The bread and wine we offer at Mass do become, in Catholic understanding, "truly, really, and substantially, the body and blood together with the soul and divinity of our Lord Jesus Christ"1, and this is what we consume in the Eucharist.
However, this does not mean—as I mentioned in this answer—that the sacrificial offerings are no longer like the originals in any way. As the term "transubstantiation" should indicate, what is changed in the process is the substance, in the older philosophical sense of "that which makes something to be what it is". The accidents, that is, "those things which happen to be properties of an object", do not change.
In particular, that means that one can measure alcoholic content (an accident of the wine) even after transubstantiation; and thus, at least in theory, it would be possible to become drunk from it. Deliberately doing so, of course, would be a gross impertinence to Our Lord.

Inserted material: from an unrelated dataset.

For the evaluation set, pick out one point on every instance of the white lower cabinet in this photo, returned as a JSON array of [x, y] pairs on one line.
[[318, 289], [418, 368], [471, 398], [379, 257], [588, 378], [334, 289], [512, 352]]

Canon law provides for an excommunication in this or a similar case:
Canon 1367. A person who throws away the consecrated species or takes or retains them for a sacrilegious purpose2 incurs a latae sententiae excommunication reserved to the Apostolic See; moreover, a cleric can be punished with another penalty, not excluding dismissal from the clerical state.
1(Council of Trent, XIIIth session, Canon I)
2Certainly the purpose of becoming drunk off the species of wine would be "a sacrilegious purpose".